Мы слышали страшные истории о том, как люди уходят в пустыню и не выходят оттуда. Люди теряются, люди болеют, люди подвергаются нападениям. Это чертова пустыня, и, к сожалению, мы достаточно глупы, чтобы последовать их примеру и отправиться прямо в пустыню без достаточного количества воды.

— Я хочу вернуться. Уже темнеет, — голос Триш дрожит, глаза широко раскрыты, когда она продолжает оглядываться через плечо. Как будто та в нескольких шагах от того, чтобы быть съеденной.

Я пытаюсь пошевелиться, но мышцы сводит судорогой. Болят икры, ужасная боль заставляет всю мою ногу застыть.

— Черт, — кричу я, опуская руки к икре. Однако я не могу обхватить пальцами ногу; мои пальцы совершенно непригодны для использования, они скрючены и причиняют боль.

— Ты в порядке? — Шона переворачивается на другой бок, ее голос звучит так же плохо, как и она выглядит. Я не могу представить, как выгляжу, но, должно быть, все также плохо. Возможно, даже хуже.

Камни и кусты впиваются мне в спину, раздирая кожу в клочья, но я не могу найти в себе силы даже пошевелиться.

— Я так не думаю, — задыхаюсь я.

— Давай, пойдем обратно. Ты выглядишь очень плохо. — Шона наклоняется и помогает мне подняться на ноги.

Уже почти стемнело, тропинка перед нами сливается с остальной частью горы. Или, может быть, это у меня темнеет в глазах. В любом случае, я почти ничего не вижу. Шона подталкивает меня к тропинке, и мы впятером начинаем спускаться с горы.

Проходит совсем немного времени, и у меня начинаются галлюцинации.

Половина горы превращается в карикатуру, и я закрываю глаза, потирая глазницы тыльной стороной ладоней. Это больно, все тело кричит в агонии. Когда открываю глаза, все возвращается в норму. Мы продолжаем шаркать вперед, и через несколько шагов мир снова начинает превращаться в мультяшный.

Я наклоняюсь, тяжело дыша. Мне кажется, что мой позвоночник вот-вот разломится пополам, когда спина прогибается, а мышцы вопят от ужаса. Земля движется, словно превращаясь в воду подо мной. Меня снова тошнит, смесь мультфильма и реальной жизни взбалтывает мой желудок, как разъяренный торнадо.

— Что случилось? — Уилли подходит ко мне, на этот раз не касаясь, но все же достаточно близко, чтобы я почувствовала его горячее дыхание на своем плече.

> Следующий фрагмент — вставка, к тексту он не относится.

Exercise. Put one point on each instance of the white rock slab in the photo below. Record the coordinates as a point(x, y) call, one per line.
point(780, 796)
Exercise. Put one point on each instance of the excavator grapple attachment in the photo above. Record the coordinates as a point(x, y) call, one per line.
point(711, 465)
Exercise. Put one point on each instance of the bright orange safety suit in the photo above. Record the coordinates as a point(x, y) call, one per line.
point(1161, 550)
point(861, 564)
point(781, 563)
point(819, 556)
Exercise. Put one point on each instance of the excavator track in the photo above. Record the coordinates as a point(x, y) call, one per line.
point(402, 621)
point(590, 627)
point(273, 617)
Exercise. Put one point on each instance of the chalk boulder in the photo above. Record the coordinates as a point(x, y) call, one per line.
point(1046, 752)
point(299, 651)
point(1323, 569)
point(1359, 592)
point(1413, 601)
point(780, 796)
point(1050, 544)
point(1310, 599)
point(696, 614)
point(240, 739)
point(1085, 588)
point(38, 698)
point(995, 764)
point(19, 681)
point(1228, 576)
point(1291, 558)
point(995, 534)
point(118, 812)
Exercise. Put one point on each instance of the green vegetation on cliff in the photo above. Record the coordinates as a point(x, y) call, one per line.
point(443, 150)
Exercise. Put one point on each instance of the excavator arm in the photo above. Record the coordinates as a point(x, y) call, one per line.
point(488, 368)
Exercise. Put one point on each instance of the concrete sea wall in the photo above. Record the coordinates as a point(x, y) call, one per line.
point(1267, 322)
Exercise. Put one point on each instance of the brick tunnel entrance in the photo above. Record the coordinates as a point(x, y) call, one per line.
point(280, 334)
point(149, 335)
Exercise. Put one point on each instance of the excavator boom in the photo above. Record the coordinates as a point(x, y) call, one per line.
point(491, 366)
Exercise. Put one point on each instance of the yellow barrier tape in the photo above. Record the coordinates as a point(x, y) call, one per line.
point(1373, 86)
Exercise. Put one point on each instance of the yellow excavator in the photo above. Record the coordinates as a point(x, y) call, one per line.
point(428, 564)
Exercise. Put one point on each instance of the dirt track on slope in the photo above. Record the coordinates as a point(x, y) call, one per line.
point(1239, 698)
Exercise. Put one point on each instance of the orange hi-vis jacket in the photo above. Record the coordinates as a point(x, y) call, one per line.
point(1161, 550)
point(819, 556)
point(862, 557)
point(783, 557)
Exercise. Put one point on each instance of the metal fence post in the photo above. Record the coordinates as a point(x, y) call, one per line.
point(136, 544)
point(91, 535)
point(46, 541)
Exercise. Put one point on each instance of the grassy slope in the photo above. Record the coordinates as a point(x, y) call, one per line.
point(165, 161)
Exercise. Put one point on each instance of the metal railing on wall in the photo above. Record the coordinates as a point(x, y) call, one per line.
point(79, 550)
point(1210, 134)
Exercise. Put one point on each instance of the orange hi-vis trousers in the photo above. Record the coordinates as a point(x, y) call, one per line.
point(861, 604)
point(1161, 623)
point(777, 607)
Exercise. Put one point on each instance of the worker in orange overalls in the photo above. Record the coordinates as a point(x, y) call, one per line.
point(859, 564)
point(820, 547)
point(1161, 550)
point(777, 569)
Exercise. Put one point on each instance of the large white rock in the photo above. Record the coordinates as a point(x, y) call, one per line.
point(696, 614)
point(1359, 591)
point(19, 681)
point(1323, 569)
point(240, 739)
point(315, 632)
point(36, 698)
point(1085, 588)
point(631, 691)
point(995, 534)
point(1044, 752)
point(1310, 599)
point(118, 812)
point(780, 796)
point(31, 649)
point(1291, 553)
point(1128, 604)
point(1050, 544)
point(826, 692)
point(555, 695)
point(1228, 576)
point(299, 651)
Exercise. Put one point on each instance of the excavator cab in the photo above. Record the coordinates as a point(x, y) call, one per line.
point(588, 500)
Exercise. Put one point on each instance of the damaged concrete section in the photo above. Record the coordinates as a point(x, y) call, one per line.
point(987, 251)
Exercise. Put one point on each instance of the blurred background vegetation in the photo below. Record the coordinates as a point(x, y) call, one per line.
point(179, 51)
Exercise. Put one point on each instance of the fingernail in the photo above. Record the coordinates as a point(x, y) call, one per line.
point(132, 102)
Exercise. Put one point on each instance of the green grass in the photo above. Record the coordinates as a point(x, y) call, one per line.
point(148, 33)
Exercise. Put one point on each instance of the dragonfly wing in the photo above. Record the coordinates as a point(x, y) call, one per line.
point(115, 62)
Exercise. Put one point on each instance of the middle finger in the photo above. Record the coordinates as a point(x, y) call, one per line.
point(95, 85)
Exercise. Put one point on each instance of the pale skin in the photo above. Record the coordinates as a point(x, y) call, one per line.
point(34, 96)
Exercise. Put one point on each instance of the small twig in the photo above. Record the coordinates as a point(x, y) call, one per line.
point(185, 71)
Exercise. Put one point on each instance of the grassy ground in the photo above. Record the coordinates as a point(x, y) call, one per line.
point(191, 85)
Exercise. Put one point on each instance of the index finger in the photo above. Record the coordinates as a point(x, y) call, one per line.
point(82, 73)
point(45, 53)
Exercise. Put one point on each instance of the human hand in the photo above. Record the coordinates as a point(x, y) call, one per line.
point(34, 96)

Из моего желудка ничего не исходит; обезвоживание высосало все, что было в моем теле. Но это не останавливает рвотные позывы, которые подкатывают к моему горлу.

— Галлюцинации, — вздыхаю, когда рвотный позыв проходит. Я протягиваю руку, вкладывая ее в его протянутую ладонь. Когда выпрямляюсь, мои глаза расширяются.

Прямо у тропинки стоит дикая лошадь. Гигантский белый жеребец. Его хвост развевается взад-вперед, густая, жесткая, белая грива развевается на ветру. Она похожа на мою, только у меня полночно-черная, а у лошади — абсолютно белая. Я спотыкаюсь, не боясь этой галлюцинации.

Раньше галлюцинации пугали меня, заставляли чувствовать себя плохо.

А эта галлюцинация... она меня притягивает. В ней что-то есть. Она не смотрит на нас, но должна нас чувствовать, верно? Пятеро громких, топающих, обезвоженных детей спускаются ночью с горы? Наши ноги шаркают по пустынной земле, звук наших шагов эхом разносится по открытому пространству. Лошадь должна знать, что мы здесь.

Но почему она не боится?

Я чуть не падаю, споткнувшись о куст, но выпрямляюсь, когда подхожу ближе. Лошадь смотрит на землю, ищет какую-то еду или что-то в этом роде. Может, у нее тоже галлюцинации от жары, и она хочет, чтобы этот день закончился.

Но когда я подхожу ближе, 8лошадь поднимает голову и смотрит прямо на меня.

Должно быть, это галлюцинация, верно?

Чувствую, что это знак. И от этого меня тошнит, мне хочется корчиться в агонии, но я смотрю на этого белого коня и думаю только об одном.

Я думаю о Романе.

Почему? Почему он всегда в глубине моего сознания? Разве, когда вы разрываете отношения со своей половинкой, она не должна покинуть ваше сердце? Разве их душа не должна отделиться от твоей? Почему моя душа все еще связана с его? Почему мое сердце все еще болит? Почему мой разум и тело все еще оплакивают его? Ради его близости, ради любой унции Романа, которую я могла бы получить, проглотила бы это так же жадно, как проглотила бы стакан воды прямо сейчас.